The right tools depend on the level of distress, the quality of the assets and the willingness of stakeholders to negotiate.
Consensual negotiations
For many portfolios, the best starting point is private, commercial negotiations.
Borrowers, lenders and investors may be able to agree waivers, standstill arrangements, covenant resets, revised amortisation or partial disposals without a formal insolvency process.
This route can preserve value, reduce cost and maintain confidentiality. It also depends on credibility. Lenders respond better when borrowers provide clean information, realistic forecasts and a workable plan.
Refinancing and capital restructuring
Where the asset base is sound but the debt is wrong, financial restructuring can focus on the capital structure itself.
That may mean replacing short-term debt, bringing in new capital, extending maturities, selling non-performing loans or rebalancing the mix between senior debt, mezzanine finance and equity.
For high-value portfolios, refinancing is often linked to wider questions of ownership, tax efficiency and future exit plans. The cheapest capital is not always the best capital if it restricts control or narrows future options.
Corporate restructuring
A corporate restructuring may involve simplifying SPVs, separating operational businesses from property ownership, revising shareholder arrangements, resolving JV misalignment or reorganising group liabilities.
For real estate companies with multiple assets, this can make the difference between an orderly solution and a drawn-out value leak.

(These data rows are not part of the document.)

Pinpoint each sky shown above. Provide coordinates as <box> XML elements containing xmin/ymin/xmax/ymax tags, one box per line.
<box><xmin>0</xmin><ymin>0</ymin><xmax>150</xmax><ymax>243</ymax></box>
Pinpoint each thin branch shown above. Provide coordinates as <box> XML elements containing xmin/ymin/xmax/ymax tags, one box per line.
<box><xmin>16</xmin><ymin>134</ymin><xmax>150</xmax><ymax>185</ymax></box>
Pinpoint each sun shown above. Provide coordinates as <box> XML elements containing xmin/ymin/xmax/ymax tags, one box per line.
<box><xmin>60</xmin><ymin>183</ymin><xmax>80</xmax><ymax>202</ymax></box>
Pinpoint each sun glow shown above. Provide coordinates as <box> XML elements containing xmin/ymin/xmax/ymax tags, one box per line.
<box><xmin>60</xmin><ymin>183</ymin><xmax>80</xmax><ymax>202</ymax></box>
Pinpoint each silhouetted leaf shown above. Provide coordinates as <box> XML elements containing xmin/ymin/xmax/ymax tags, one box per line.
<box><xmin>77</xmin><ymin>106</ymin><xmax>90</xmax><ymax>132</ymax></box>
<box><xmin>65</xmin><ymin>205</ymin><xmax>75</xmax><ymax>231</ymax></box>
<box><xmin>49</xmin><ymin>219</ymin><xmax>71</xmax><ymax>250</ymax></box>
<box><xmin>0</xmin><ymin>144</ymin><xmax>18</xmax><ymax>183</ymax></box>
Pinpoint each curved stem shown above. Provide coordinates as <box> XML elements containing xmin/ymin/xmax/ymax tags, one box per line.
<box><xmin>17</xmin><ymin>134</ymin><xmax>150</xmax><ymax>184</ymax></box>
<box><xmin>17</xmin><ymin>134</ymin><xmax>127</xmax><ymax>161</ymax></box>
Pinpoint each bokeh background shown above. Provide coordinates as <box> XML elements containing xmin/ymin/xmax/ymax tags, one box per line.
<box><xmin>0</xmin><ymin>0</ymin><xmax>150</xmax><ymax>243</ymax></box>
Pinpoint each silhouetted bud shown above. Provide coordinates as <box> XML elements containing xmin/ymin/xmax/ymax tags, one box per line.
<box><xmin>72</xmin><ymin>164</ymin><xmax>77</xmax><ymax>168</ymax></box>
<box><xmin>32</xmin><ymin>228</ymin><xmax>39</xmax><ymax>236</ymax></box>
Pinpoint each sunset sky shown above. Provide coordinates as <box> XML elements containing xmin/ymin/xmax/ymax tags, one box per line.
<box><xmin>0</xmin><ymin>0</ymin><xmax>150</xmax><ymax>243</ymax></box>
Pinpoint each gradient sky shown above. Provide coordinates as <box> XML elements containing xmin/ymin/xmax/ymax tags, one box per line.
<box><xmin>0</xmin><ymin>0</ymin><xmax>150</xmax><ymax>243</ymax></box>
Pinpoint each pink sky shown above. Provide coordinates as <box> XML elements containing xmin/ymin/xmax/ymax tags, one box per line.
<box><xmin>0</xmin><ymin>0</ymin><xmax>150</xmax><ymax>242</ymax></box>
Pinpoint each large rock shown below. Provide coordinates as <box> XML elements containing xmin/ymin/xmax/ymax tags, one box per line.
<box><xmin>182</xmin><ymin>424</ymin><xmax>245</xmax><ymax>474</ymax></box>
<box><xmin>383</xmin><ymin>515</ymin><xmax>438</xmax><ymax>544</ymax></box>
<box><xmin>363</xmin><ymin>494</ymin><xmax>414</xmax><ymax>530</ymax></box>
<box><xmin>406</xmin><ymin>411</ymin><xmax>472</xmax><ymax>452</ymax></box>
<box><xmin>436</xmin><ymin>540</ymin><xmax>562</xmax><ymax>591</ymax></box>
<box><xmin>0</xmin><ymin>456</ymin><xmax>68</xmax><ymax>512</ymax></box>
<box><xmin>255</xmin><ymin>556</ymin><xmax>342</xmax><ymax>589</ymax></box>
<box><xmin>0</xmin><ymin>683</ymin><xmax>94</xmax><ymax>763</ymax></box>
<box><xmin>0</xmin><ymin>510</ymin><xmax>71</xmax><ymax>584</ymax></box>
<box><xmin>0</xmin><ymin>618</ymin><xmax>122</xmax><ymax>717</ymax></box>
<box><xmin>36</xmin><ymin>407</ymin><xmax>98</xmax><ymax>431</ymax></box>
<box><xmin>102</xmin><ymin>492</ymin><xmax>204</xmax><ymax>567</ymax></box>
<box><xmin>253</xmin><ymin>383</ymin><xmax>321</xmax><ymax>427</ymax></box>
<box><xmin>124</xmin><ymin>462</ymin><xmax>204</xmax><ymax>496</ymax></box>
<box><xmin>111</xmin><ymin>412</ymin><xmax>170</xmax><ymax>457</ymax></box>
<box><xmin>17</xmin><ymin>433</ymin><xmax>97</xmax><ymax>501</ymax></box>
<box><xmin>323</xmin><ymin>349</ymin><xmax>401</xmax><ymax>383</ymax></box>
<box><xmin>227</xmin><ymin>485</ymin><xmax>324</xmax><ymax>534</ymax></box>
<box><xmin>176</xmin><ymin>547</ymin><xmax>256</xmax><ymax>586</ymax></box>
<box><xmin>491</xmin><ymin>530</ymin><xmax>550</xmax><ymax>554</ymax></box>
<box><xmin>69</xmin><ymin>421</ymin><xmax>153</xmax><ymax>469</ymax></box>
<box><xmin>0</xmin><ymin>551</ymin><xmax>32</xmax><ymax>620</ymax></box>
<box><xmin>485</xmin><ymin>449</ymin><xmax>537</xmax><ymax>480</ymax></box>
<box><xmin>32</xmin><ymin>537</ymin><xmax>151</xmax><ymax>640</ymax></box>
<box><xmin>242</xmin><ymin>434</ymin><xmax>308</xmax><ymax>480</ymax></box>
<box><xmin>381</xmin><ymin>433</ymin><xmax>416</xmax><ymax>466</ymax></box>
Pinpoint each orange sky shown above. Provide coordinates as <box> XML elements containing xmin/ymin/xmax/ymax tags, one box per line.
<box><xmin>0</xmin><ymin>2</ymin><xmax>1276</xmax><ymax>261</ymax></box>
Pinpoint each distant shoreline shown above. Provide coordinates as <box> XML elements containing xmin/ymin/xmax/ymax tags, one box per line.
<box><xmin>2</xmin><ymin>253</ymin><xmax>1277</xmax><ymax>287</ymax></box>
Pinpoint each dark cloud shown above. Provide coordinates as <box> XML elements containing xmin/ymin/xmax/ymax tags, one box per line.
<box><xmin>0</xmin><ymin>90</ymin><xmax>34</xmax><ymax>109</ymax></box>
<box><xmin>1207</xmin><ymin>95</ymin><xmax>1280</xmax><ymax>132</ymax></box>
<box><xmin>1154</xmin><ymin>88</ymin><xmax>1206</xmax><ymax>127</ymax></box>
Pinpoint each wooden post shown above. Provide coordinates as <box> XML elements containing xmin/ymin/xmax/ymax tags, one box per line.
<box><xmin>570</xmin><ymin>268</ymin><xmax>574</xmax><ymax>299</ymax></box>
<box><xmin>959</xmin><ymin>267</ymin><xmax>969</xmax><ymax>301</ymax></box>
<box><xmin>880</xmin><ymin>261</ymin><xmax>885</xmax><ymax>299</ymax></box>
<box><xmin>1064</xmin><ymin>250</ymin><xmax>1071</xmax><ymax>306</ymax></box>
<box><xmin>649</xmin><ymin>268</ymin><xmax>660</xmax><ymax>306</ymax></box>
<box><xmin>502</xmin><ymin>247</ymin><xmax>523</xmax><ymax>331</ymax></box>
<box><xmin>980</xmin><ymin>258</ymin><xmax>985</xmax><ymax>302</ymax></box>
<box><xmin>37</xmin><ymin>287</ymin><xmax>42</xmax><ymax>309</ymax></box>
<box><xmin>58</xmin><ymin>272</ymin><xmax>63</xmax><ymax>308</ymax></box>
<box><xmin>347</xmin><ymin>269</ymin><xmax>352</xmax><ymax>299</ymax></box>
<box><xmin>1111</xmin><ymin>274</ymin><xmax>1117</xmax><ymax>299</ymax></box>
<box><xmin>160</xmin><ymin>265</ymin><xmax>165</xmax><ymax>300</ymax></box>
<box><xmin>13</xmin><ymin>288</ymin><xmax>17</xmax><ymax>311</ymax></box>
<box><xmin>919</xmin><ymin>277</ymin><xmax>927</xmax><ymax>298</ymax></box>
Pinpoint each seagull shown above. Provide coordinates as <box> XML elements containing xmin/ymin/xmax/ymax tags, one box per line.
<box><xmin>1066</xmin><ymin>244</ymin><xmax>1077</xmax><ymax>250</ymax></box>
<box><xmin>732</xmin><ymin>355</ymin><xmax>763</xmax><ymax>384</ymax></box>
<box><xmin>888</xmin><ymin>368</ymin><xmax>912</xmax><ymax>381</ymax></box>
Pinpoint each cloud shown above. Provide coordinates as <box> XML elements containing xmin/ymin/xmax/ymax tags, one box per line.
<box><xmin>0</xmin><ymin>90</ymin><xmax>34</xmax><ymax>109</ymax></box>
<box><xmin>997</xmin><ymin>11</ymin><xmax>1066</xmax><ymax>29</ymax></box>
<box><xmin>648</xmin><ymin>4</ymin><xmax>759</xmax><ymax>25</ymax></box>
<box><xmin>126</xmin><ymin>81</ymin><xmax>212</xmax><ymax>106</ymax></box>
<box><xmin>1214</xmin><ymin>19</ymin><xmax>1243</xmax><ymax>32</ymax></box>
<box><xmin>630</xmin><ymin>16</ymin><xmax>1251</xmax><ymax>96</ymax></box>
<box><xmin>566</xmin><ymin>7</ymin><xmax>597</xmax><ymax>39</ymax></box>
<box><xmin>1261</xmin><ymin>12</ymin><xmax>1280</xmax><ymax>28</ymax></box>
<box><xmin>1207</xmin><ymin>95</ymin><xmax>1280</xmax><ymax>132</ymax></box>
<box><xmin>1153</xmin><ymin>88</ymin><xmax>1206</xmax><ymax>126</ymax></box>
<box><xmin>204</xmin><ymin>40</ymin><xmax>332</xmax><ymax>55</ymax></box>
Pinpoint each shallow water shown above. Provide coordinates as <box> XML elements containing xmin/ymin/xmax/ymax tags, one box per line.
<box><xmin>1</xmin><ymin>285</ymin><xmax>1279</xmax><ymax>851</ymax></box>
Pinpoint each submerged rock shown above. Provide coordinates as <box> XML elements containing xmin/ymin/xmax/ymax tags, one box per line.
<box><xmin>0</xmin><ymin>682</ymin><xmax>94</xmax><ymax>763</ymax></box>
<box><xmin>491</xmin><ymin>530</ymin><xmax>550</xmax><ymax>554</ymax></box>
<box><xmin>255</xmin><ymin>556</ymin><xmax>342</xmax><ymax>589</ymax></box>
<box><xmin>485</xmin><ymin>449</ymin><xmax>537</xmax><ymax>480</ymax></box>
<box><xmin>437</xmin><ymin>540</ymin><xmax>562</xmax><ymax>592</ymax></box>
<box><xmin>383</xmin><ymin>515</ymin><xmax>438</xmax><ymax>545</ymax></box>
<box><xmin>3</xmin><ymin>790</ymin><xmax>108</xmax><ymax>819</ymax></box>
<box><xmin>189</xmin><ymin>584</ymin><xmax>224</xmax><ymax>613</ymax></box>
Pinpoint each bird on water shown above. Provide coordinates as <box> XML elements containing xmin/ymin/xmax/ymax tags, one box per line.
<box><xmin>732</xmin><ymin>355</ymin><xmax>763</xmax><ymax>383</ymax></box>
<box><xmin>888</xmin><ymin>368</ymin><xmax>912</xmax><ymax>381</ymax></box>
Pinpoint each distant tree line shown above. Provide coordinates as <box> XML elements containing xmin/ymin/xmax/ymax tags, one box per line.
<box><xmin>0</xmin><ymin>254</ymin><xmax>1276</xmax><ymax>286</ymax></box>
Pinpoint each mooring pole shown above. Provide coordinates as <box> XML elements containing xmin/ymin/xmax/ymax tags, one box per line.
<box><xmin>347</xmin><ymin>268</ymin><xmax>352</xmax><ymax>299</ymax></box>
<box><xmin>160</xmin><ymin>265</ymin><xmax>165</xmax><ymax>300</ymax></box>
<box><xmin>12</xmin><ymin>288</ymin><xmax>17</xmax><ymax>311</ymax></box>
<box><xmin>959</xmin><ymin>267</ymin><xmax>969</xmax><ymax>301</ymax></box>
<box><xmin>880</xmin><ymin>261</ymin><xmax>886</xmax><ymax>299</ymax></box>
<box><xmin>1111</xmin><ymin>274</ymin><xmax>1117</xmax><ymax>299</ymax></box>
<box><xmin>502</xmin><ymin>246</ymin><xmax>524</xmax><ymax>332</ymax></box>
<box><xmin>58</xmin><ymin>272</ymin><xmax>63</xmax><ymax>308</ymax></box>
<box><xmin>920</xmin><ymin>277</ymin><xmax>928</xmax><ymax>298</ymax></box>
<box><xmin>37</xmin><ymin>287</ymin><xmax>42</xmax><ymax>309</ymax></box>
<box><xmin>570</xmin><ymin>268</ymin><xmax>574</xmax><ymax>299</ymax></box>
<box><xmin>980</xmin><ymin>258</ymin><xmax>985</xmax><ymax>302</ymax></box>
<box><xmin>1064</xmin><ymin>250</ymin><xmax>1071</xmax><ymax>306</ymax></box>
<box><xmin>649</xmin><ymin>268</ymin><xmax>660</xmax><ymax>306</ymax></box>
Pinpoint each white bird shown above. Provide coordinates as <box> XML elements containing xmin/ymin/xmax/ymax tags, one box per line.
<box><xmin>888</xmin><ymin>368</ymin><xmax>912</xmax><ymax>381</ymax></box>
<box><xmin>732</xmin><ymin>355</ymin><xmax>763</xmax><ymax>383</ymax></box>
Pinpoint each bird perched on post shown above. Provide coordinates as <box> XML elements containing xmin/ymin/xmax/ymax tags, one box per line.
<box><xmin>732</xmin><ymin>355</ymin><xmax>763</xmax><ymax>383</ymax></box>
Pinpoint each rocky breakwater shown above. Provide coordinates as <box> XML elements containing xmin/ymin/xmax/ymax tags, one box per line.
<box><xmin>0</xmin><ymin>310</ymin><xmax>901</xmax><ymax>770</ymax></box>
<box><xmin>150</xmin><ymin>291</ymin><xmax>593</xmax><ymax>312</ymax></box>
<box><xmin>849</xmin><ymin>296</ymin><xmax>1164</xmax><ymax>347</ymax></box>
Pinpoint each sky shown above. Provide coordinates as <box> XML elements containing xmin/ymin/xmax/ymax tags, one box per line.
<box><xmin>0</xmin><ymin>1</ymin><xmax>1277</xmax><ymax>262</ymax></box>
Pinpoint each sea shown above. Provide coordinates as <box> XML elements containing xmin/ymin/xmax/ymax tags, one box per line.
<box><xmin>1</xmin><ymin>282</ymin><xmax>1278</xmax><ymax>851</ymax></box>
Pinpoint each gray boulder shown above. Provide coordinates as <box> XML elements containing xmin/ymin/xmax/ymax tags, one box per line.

Done well, corporate restructuring can:
• Ringfence risk
• Improve reporting and governance
• Make refinancing more achievable
• Simplify a sale
• Give investors and lenders clearer security and cleaner decision-making
Formal restructuring and insolvency tools
Where negotiations cannot resolve the pressure, formal tools may need to be considered. In the UK, that can include a moratorium, administration, a company voluntary arrangement in the right circumstances or a court-approved restructuring plan for companies facing financial difficulty.
These are specialist processes. They can be powerful, but they need careful handling. Formal insolvency should not be viewed as a loss of control in every case.
Sometimes it is the route that protects the most value, preserves the strongest assets and creates the clearest outcome for creditors and owners.